1. ICA on unfiltered data — Highpass ≥1 Hz before ICA fitting; slow drifts degrade decomposition (Jas et al., 2018)
2. Baseline correction before ICA — Apply baseline after ICA, not before
3. Filtering after epoching — Filter Raw, not Epochs, to avoid edge artifacts (Luck, 2014)
4. Wrong rejection thresholds — Start with EEG 100–150 µV, adjust via epochs.plot_drop_log()
5. Forgetting preload=True — Many operations require data in memory
6. Re-referencing timing — Set reference after ICA but before epoching
7. Events after resampling — Recompute events after downsampling, or resample Epochs directly
8. Legacy API — Use epochs.compute_tfr() / raw.compute_psd() instead of deprecated tfr_morlet() / psd_welch()
9. Decoding data leakage — Always cross-validate; never fit scaler on test data
10. Cluster test interpretation — Clusters show where effects exist, not their spatial/temporal extent (Maris & Oostenveld, 2007)

References

• Blankertz, B., et al. (2008). Optimizing spatial filters for robust EEG single-trial analysis. IEEE Signal Processing Magazine, 25(1), 41–56.
• Dale, A. M., et al. (2000). Dynamic statistical parametric mapping. Neuron, 26(1), 55–67.
• Gramfort, A., et al. (2013). MEG and EEG data analysis with MNE-Python. Frontiers in Neuroscience, 7, 267.
• Gramfort, A., et al. (2014). MNE software for processing MEG and EEG data. NeuroImage, 86, 446–460.
• Jas, M., et al. (2018). Autoreject: Automated artifact rejection for MEG and EEG data. NeuroImage, 159, 417–429.

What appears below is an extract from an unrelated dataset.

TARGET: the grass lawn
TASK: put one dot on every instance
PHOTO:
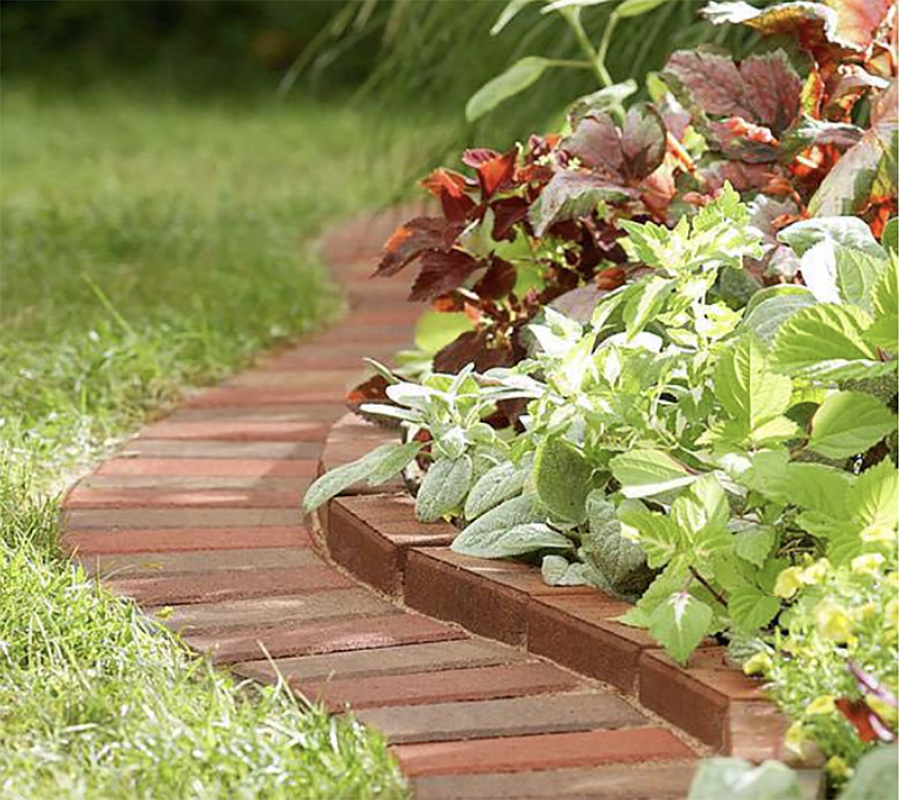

• King, J.-R., & Dehaene, S. (2014). Characterizing the dynamics of mental representations. Trends in Cognitive Sciences, 18(4), 203–210.
• Luck, S. J. (2014). An Introduction to the Event-Related Potential Technique. MIT Press.
• Maris, E., & Oostenveld, R. (2007). Nonparametric statistical testing of EEG- and MEG-data. Journal of Neuroscience Methods, 164(1), 177–190.
• Pascual-Marqui, R. D. (2002). Standardized low-resolution brain electromagnetic tomography. Methods and Findings in Experimental and Clinical Pharmacology, 24(Suppl D), 5–12.
• Tallon-Baudry, C., et al. (1997). Oscillatory gamma-band activity induced by a visual search task. Journal of Neuroscience, 17(2), 722–734.